02 November 2015

Wearing Adoptee Proudly

Today, I woke from a restless night. Yesterday, I visited my adoption agency with my children. Again, we were disappointed and left with only a sliver of hope that they would look more to “see if anything in my file stood out.”

But this morning, with sleep in my eyes, I read the words of my Lost Daughter sister, Rebecca. She wrote how my pendant had given her strength and reassurance as an adoptee.

My intention in creating the Pregnant Belly Bowl and its adoptee pendants was to show the community of adoptees. All the pendants were made to be given at first to my Lost Daughters’ sisters. Each takes two hours to carve and polish, then a full day to stoke the fires of the wood kiln. Much work goes into them, but the love and work was worth it for my sisters.




I appreciate their work … their understanding … and most importantly their support when I am feeling weak.

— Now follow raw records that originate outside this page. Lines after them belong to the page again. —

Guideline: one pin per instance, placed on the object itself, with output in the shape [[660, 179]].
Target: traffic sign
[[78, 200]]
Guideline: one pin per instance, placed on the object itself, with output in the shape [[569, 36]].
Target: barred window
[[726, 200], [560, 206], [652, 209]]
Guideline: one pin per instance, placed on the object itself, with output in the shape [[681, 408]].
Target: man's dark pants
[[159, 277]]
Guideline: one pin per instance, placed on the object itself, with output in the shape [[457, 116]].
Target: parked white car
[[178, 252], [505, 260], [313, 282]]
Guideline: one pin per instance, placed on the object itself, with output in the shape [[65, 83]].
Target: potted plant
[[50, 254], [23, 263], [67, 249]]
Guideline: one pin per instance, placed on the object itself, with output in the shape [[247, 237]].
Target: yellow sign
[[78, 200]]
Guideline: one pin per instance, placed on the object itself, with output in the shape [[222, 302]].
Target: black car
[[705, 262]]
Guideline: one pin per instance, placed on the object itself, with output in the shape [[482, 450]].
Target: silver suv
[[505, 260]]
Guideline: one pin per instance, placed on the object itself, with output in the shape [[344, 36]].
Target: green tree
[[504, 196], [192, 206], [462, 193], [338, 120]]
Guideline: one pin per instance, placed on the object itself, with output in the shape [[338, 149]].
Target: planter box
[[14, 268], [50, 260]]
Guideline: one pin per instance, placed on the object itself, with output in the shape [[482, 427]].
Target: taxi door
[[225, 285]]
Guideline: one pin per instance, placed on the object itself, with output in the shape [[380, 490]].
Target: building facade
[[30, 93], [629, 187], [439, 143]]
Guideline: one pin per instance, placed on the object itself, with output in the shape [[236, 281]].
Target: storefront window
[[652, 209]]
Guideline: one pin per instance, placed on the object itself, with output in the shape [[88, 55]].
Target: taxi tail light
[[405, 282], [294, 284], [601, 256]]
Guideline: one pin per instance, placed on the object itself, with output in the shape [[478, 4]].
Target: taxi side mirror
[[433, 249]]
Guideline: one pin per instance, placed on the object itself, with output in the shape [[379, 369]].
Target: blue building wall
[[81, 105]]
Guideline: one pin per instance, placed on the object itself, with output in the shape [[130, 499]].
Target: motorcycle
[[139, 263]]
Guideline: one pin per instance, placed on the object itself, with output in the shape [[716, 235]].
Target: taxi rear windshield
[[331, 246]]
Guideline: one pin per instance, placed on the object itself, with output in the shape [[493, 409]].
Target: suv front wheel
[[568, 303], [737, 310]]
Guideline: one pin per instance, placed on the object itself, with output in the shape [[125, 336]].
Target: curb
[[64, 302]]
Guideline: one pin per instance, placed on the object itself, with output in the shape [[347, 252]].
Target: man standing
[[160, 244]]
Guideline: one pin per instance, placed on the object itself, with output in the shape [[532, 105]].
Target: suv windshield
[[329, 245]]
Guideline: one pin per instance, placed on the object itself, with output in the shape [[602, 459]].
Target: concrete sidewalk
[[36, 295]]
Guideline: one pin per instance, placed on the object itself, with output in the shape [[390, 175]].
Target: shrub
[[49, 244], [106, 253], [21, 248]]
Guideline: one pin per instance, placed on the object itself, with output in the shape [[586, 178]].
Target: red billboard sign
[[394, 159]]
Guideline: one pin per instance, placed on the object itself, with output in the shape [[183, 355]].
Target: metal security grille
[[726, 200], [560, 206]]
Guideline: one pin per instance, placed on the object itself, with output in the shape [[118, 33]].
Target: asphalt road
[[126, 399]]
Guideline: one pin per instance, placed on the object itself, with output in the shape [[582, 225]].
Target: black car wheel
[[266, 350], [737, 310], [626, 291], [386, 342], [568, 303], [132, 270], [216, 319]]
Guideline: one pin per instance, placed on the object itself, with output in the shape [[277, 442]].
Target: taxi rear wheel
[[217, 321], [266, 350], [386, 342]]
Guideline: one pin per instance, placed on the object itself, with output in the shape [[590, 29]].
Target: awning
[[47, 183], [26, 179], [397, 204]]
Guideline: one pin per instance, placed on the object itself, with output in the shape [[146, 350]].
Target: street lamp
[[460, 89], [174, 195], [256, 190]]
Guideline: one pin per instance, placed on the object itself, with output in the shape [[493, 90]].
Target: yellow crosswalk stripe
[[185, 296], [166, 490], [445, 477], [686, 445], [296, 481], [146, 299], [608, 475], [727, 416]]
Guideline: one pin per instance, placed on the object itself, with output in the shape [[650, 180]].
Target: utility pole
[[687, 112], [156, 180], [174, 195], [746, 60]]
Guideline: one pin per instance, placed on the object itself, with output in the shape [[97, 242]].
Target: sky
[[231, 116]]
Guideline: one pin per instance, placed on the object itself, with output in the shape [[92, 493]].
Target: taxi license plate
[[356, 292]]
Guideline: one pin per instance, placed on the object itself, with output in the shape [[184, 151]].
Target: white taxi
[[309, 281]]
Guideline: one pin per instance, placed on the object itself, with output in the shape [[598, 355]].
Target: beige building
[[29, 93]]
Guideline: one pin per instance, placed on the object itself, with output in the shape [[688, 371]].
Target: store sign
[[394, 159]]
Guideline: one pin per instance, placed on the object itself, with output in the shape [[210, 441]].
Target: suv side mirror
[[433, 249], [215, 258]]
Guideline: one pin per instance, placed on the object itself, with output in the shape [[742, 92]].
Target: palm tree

Korea has weakened me. It did last year as I tried to come to terms with the fruitless meeting with my agency. It weakens me today as I roam the streets of Seoul as a temporary resident, a longterm tourist.




I find myself turning my pendant around to the Korean stamp side while I am here in Korea. I find that I just cannot bear to see the sorrow and shame of the viewer once they understand the written word on my pendant.

Once at a ceramics workshop in Wisconsin, a woman said to me, “I am really surprised that you would want to wear that so prominently.” I told her I was not ashamed of being an adoptee. She then said she was an adoptive parent and that the adoptees she knew tried to downplay their identity as such. Then she said something surprising. “You’re brave.”

No, I AM an adoptee.

There should be no shame in that word. It is who I am. I have been made by an original family, a foster family, my adoptive family, my spouse, my children and myself.